Breaking Bad creator Vince Gilligan and his team of writers have proven yet again their facilities for subversively manipulating the familiar narrative contours of the crime melodrama. After all the anguish and duality, the parallels and rivalry that have been carefully established over the years between Hank (Dean Norris) and Walt (Bryan Cranston), the former is ultimately shot in the head like a winged dog, in a manner probably befitting any number of people who've gotten on the wrong end of Uncle Jack's (Michael Bowen) path.
Walt's expectations, which cannily mirror the audience's, are such that he assumes a member of his inner circle can never truly buy it unless he wants them to, and last night's "Ozymandias" toed a powerful line in providing Hank a death of real stature that still somehow managed to feel poignantly random. Hank's death was tragically puny, and the pairing of those seemingly contradictory words goes a long way in explaining the impressive range of emotions that "Ozymandias" stirred. Many of us assumed, and probably hoped, that the final series showdown would be between Walt and Hank, a way of ironically maintaining the sanctity of family while simultaneously destroying it. But our lives rarely provide us with carefully orchestrated waves of pleasure and closure upon our demand.
Walt and Hank had their final clearing of the air, with the series finale two weeks away; they were briefly equal in one another's eyes again, for the humbling that Uncle Jack had respectively dealt both of them. Walt pleads to Uncle Jack for Hank's life, and it's a powerful reminder of his authentic connection to Hank despite the oblivion he's managed to steer them both toward. This is as vulnerable, as purely human, as we've seen Walt in a while, and he tellingly offers Uncle Jack all of his money to spare Hank's life. For his part, Hank proves yet again that's he's the realist foil to Walt's egomaniacal fantasist, and his goodbye to Walt is a heartbreaking confirmation of the mutual love and resentment that still flowed between them: "You are the smartest man I've ever met, but you're too stupid to see he made up his mind 10 minutes ago."

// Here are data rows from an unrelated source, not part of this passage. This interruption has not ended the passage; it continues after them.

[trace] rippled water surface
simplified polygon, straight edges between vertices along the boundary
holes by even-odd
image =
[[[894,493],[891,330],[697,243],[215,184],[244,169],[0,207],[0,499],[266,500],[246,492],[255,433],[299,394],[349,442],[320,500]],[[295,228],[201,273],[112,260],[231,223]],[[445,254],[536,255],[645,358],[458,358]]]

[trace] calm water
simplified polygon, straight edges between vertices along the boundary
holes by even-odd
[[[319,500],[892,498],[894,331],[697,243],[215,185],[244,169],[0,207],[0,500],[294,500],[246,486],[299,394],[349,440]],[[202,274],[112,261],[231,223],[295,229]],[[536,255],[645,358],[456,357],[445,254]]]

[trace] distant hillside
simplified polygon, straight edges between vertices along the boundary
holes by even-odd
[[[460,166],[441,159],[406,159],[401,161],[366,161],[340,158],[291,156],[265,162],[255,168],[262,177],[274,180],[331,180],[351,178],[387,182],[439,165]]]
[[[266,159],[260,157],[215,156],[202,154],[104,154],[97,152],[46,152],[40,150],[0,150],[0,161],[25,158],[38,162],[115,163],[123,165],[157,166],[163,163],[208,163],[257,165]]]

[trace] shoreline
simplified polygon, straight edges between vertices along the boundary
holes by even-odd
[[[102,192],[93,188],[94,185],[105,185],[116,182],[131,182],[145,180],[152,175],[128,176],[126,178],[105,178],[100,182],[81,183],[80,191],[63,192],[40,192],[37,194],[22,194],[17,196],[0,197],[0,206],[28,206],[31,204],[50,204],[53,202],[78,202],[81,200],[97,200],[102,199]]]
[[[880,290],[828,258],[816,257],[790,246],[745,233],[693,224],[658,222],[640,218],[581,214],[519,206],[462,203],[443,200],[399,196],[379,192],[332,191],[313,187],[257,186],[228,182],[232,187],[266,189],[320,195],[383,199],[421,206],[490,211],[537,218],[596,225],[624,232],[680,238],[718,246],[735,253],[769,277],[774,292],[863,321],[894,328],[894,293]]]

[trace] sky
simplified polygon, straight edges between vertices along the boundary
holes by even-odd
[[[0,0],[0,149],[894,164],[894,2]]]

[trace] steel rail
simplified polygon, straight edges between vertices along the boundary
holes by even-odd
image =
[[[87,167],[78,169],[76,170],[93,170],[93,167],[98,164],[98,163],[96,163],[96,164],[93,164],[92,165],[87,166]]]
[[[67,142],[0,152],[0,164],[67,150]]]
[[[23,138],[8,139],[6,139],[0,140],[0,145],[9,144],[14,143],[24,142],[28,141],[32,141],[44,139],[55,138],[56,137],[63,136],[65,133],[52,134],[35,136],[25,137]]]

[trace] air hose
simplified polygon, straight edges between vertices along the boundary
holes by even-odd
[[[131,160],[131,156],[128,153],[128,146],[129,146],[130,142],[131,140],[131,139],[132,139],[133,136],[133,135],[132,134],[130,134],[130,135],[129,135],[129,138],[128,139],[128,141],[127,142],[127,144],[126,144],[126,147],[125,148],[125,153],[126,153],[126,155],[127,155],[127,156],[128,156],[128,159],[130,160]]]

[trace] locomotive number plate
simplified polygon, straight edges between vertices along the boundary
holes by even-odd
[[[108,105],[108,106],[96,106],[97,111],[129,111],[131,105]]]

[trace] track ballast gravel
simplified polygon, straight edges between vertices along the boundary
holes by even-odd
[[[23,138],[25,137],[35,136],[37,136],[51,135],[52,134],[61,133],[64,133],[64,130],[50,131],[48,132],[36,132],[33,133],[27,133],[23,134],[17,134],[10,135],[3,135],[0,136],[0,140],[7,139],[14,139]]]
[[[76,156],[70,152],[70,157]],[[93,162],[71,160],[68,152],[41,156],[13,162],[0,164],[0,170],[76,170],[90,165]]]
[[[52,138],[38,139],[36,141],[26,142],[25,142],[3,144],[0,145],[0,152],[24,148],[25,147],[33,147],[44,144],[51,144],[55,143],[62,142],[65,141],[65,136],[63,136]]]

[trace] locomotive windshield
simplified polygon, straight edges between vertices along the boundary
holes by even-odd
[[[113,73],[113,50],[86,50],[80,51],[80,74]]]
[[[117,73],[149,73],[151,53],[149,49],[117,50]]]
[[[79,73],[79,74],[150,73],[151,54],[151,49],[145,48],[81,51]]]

Facing death, Hank went out with dignity intact, resisting the obvious temptations that existed for him to compromise himself for a slim shot at survival, and it's clear that we're supposed to understand that he rose to this occasion in a fashion that will forever elude Walt, the desperate, morally ragged schemer. Walt may walk off into the sunset, but any tangible illusions he had of himself as a family man and hero have been shredded by self-realizations that were way past due.
"Ozymandias" isn't just about Hank's death, but about how Walt spun and exploited it to the total ruination of his place within his family. There's a telling image near the end of the episode that shows Skylar (Anna Gunn) and Walt Jr. (RJ Mitte) crouched on the floor partially embracing as they steel each other for what they presume to be Walt's forthcoming attack, an obvious symbol that serves to permanently place Walt on the outside of the home that he always so conveniently used as fodder for justifying his right to do whatever the hell he pleased.

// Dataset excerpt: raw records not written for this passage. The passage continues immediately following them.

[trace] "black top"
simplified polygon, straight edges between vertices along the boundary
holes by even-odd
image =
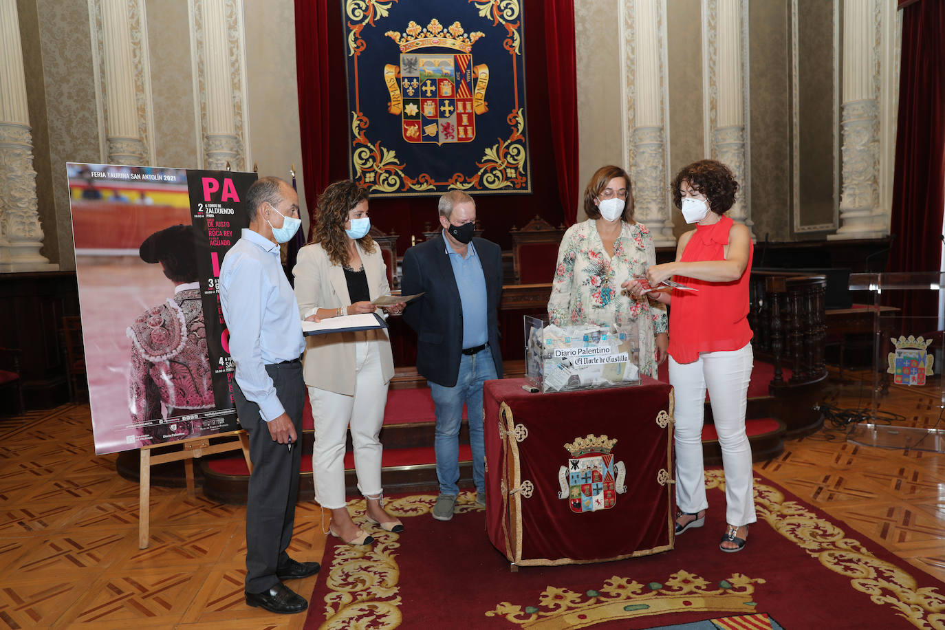
[[[364,266],[357,271],[352,271],[347,266],[345,270],[345,281],[348,282],[348,297],[351,298],[352,304],[354,302],[369,302],[370,291],[368,289],[368,274],[364,272]]]

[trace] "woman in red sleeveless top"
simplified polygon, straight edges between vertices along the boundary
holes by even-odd
[[[651,287],[664,280],[695,290],[650,289],[626,283],[632,297],[671,304],[669,382],[676,395],[676,533],[705,524],[709,507],[702,464],[702,424],[706,389],[722,447],[726,527],[723,552],[741,551],[748,524],[755,522],[751,447],[745,432],[751,378],[748,277],[753,247],[748,229],[724,216],[735,200],[738,182],[721,162],[702,160],[673,180],[673,199],[696,230],[684,233],[676,262],[646,272]]]

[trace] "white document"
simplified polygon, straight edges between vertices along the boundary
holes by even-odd
[[[374,313],[361,313],[340,317],[328,317],[321,321],[301,322],[303,334],[328,334],[329,332],[343,332],[351,331],[369,331],[375,328],[387,328],[387,325]]]
[[[374,306],[391,306],[398,302],[409,302],[422,295],[422,293],[417,293],[412,296],[379,296],[377,299],[371,301],[371,304]]]

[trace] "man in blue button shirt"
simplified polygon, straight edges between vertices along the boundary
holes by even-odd
[[[249,434],[253,466],[246,506],[246,603],[289,614],[305,610],[308,602],[283,580],[319,569],[285,552],[299,497],[305,341],[279,244],[299,229],[299,196],[284,180],[263,178],[249,187],[245,204],[249,227],[223,259],[219,286],[235,366],[233,403]]]
[[[439,197],[443,231],[404,254],[401,290],[423,292],[404,319],[417,331],[417,371],[430,384],[437,408],[437,477],[433,518],[449,520],[459,494],[459,425],[463,404],[470,427],[476,502],[486,504],[482,386],[502,377],[498,308],[502,250],[473,238],[475,202],[462,191]]]

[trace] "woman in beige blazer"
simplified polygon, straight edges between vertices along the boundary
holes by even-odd
[[[293,273],[303,319],[322,320],[373,313],[371,301],[390,295],[380,248],[368,234],[368,193],[351,180],[336,181],[318,197],[312,241],[299,251]],[[400,313],[403,303],[390,313]],[[315,497],[332,511],[329,532],[350,545],[373,538],[358,527],[345,501],[345,435],[354,447],[358,489],[368,502],[368,520],[388,532],[404,525],[384,510],[381,442],[387,383],[394,362],[387,329],[308,337],[304,375],[315,420],[312,470]]]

Of course, Walt has always felt that he was standing apart from his family, on the outside looking in. Breaking Bad has always been concerned with proletariat emasculation, and "Ozymandias" serves as a fleet, nasty catharsis after years of watching Walt as he said everything except what he probably thinks. On the phone with Skylar, after having fled his home with baby Holly (whom he briefly kidnapped essentially out of loneliness and spite), Walt tells Skylar, in a moment that parallels the vicious outburst he dealt to former girlfriend Gretchen at the beginning of the series, that she's just a bitch who's been grinding him down, that he's never appreciated or understood what he's done. Walt openly exploits his family's assumptions that he killed Hank, directly threatening Skylar's life.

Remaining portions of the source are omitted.